DE BEERS has outlined changes to its rough diamond sales process in which it will target sightholders that are best positioned to deliver the goods to the market.
Citing people familiar with the matter, Bloomberg News said De Beers explained the proposed new system at its most recent ‘sight’ or sales meeting, held in Gaborone, Botswana last week.
It involves dividing up sightholders – some 80 to 85 polishing and cutting companies invited to ten exclusive tenders a year – into three categories consisting of dealers, manufacturers and integrated retailers. In so doing, De Beers hopes to sell its diamonds to the buyer most suited to delivering the item to the consumer.

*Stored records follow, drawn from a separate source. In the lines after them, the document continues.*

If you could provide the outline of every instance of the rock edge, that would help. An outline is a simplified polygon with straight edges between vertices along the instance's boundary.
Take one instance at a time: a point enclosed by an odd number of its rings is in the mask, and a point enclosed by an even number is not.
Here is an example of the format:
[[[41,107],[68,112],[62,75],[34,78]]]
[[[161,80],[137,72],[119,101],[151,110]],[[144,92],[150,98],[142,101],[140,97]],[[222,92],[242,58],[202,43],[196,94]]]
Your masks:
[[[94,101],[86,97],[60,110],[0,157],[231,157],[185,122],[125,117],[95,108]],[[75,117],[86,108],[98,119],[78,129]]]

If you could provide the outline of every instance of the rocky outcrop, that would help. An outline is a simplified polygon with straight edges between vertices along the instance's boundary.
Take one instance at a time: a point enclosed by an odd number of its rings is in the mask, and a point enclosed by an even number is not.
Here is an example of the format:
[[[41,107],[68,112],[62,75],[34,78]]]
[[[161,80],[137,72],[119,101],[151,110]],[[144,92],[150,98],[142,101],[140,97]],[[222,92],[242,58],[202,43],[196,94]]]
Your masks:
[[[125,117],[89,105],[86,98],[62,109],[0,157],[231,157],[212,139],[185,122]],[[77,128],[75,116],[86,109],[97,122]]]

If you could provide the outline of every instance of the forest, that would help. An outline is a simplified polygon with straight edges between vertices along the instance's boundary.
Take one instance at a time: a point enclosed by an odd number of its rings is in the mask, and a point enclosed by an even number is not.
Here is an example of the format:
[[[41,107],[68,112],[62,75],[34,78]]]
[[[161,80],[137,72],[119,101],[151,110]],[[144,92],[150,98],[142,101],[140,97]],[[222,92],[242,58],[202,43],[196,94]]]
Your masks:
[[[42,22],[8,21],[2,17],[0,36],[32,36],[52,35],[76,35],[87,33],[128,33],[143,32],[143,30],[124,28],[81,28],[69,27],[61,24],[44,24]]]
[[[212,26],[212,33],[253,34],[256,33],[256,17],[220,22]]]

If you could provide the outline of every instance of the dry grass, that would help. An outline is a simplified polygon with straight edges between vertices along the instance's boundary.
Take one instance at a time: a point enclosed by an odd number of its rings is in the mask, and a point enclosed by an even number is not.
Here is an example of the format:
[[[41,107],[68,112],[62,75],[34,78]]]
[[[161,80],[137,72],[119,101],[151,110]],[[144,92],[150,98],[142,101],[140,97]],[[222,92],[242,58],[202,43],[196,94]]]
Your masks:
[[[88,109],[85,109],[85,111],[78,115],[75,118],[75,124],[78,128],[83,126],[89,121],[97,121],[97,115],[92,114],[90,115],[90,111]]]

De Beers may also decide to slim down the number of buyers, said Bloomberg News.
According to the newswire, the current sales system rewards the most frequent buyers which encourages a market abuse in which sightholders sometime purchase diamonds they don’t need in order to secure future purchases when the market is in better shape.
Cutters and polishers – also known as the mid-stream in diamond sector parlance – have had a hard time of it lately. Demand has been low whilst bank credit for the sector has been shrinking, hurting the ability of cutters and polishers to manage inventories.

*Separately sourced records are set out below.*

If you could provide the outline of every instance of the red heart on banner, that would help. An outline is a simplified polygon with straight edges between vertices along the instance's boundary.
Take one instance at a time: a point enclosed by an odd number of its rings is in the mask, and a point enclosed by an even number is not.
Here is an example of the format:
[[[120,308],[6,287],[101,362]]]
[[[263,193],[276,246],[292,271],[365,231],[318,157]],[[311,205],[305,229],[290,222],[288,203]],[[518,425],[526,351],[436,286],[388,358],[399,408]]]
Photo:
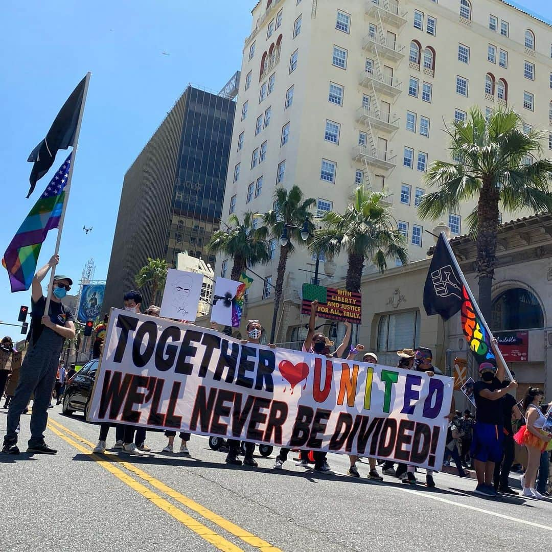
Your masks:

Asked about proposed changes to the way De Beers sells its diamonds, Anglo American CEO, Mark Cutifani, told Miningmx in February that no buyer would be unaffected. “We have to re-think and re-imagine it, but we also need to do it with the midstream, not to the mid-stream,” he said.
De Beers reported 50% lower profits of $558m for the 2019 financial year – a hefty decline from its 10-year profit peak of $1.8bn in 2014. Anglo American owns 85% of De Beers.